Se mencionan otros aspectos interesantes, pero que tampoco tienen relación con que la muerte sea o no voluntaria, como los ritos funerarios (la muerte des-culturalizada) o cómo se moría antes. Es frecuente leer que antes se moría mejor, con una nostalgia de la muerte natural, que es injustificada. “(Hay) una pérdida de la familiaridad y la sencillez que marcó la muerte anterior, una muerte que era aceptada con cierta resignación y tranquilidad; una muerte que, en la era de enfermedades infecciosas, llegaba rápida. Ahora nunca hay simplicidad en la muerte; hoy en día, la muerte, que transcurre en su mayor parte en instituciones, suele requerir una decisión específica para suspender un tratamiento médico. Y esta muerte nos aterroriza cada vez más a pesar de que todas las posibilidades que tenemos para su gestión. El incremento de la incertidumbre y de la capacidad de gestión solo han aumentado el miedo”.

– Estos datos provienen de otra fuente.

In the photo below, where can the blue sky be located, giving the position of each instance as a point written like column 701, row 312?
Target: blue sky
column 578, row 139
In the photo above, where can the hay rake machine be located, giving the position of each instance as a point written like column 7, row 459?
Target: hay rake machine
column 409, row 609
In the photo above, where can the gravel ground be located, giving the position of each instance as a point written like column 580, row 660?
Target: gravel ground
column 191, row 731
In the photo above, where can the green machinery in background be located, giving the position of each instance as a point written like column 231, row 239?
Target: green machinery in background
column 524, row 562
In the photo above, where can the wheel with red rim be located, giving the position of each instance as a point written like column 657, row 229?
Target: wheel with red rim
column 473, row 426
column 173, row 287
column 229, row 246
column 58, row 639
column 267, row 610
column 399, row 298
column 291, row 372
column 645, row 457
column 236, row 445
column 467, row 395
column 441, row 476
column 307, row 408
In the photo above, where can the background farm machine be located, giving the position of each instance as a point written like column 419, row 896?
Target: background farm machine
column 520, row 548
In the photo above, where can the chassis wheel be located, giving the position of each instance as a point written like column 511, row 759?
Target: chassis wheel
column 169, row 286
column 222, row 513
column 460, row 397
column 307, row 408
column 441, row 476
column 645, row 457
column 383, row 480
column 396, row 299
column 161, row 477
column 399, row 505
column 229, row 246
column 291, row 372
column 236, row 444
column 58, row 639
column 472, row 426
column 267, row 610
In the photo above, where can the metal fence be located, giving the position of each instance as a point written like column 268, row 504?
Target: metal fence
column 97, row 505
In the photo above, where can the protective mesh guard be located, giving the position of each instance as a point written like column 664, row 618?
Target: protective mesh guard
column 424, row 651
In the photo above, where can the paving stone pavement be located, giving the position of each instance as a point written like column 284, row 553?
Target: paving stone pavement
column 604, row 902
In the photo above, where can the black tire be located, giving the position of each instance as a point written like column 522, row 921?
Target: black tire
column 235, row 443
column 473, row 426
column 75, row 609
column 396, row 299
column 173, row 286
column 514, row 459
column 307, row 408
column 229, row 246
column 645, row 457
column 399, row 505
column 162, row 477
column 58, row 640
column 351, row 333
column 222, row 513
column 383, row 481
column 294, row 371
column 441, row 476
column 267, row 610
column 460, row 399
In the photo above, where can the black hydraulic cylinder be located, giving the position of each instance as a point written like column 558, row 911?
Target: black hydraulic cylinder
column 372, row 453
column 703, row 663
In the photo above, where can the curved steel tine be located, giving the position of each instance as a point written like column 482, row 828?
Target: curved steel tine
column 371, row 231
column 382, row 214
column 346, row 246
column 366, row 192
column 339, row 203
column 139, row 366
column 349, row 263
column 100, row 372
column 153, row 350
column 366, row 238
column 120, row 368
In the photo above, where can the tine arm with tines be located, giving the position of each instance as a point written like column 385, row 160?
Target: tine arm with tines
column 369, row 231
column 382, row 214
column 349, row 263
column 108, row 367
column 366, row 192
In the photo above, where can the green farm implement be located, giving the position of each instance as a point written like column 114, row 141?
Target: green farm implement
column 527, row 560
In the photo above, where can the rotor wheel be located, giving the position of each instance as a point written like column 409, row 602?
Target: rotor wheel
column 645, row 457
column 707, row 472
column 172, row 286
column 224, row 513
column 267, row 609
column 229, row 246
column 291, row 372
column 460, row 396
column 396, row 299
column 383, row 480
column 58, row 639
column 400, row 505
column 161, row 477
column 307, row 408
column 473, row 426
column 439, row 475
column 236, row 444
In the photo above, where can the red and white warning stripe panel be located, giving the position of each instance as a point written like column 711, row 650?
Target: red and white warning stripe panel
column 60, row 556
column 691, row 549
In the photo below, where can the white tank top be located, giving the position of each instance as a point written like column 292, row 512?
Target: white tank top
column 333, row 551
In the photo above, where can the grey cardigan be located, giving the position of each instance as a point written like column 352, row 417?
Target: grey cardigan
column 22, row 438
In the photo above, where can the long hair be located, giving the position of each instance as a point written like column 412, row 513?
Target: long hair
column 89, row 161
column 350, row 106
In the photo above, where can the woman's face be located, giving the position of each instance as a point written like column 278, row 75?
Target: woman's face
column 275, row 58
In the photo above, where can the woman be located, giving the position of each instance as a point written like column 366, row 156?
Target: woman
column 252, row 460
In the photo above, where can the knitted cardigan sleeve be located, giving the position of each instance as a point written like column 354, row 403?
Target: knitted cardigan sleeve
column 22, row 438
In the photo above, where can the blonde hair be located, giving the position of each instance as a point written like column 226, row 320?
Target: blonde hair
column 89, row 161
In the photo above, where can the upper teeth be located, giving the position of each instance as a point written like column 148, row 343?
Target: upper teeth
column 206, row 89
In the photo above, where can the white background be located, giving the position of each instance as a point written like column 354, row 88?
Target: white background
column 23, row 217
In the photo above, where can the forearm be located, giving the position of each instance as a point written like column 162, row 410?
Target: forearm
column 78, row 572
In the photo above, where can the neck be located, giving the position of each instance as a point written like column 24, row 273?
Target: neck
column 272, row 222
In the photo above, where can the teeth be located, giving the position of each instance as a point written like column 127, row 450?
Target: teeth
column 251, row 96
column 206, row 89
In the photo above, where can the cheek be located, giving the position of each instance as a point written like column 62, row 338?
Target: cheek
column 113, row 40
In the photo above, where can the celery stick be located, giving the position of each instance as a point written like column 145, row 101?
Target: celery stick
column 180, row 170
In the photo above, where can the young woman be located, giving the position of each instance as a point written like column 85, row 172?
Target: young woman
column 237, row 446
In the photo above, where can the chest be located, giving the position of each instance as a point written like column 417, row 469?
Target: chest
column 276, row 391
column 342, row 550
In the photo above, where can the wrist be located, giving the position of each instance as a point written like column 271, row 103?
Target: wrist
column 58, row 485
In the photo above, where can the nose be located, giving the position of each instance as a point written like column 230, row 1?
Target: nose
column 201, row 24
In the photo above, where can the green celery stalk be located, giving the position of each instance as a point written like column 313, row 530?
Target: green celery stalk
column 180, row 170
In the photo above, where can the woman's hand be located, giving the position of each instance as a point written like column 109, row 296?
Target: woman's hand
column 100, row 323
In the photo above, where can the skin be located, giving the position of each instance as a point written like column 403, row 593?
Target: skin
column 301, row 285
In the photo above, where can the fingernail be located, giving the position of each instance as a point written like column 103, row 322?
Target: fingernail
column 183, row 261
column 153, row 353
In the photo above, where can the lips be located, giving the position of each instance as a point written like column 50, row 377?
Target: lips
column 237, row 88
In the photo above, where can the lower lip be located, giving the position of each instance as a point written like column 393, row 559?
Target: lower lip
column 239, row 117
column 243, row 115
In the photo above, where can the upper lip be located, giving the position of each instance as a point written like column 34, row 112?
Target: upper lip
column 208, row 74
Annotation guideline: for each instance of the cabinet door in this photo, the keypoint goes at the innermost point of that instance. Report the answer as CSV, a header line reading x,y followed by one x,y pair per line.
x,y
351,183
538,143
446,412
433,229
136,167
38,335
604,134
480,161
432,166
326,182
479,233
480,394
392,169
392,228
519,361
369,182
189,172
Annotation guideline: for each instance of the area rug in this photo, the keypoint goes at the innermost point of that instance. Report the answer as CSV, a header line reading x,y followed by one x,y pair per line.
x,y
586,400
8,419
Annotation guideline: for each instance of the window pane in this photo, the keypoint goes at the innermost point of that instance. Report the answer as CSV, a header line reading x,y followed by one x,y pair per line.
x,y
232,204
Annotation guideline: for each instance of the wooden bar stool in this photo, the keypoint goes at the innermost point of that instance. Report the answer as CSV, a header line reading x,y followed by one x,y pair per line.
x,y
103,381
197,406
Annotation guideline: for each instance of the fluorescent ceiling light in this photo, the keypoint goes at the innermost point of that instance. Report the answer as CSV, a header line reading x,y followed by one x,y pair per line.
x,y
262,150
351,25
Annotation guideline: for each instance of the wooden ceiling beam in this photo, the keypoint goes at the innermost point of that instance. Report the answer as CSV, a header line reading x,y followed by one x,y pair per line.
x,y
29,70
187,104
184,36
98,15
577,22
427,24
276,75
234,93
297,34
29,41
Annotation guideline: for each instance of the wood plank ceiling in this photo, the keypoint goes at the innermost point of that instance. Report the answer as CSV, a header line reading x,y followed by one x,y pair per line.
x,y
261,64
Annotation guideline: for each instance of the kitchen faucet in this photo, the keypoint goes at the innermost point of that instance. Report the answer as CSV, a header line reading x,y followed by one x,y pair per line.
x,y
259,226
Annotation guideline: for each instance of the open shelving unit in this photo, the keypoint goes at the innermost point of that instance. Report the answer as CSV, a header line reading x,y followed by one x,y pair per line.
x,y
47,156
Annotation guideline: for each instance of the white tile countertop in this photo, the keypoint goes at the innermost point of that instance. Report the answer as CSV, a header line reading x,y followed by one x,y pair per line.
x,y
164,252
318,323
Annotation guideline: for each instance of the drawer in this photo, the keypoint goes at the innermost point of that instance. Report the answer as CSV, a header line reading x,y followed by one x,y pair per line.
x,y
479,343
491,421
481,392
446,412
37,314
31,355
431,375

Hace cien años, de cada 1.000 recién nacidos, la mitad no llegaba a los 20 años, y la esperanza de vida era de 40. La gente moría en su casa porque no había ni hospitales, ni asistencia médica y dudo que le dieran más sentido personal y colectivo a su final que en el siglo XXI. Ciertamente la tecnología se vuelve en nuestra contra en el proceso de morir, resultando que hoy en día te mueres bien, regular o mal, dependiendo del médico que te toque. Pero aun así, la mayoría de las personas mueren mucho mejor que hace cien años, cuando el médico se retiraba y la muerte quedaba en manos del cura y el notario (el ars moriendi medieval es un espanto).
Según el autor, “ahora nos comportamos como dioses, somos la causa (real o imaginaria) de todo lo que existe y, por tanto, somos moralmente responsables de todo lo que sucede o podría suceder al final de la vida” (lo que Callahan llama “monismo tecnológico”). Si fuéramos dioses no padeceríamos un sufrimiento tan intolerable como para desear morir. La naturaleza del ser humano es ser consciente de su propia existencia y trascender para dotarla de sentido. La muerte voluntaria ha existido desde siempre, porque la muerte elegida, la muerte libre, pertenece a nuestra naturaleza humana. En una sociedad civilizada, no tiene sentido que la eutanasia (y el suicidio asistido) siga siendo clandestina, solo al alcance de las personas bien relacionadas, que se la puedan pagar en otro país o conseguir los medios en el mercado clandestino. Morir en libertad es un derecho humano que será reconocido en todas las democracias. Y que nos hará mejores, a las personas y a la sociedad. Cuanto antes, mejor.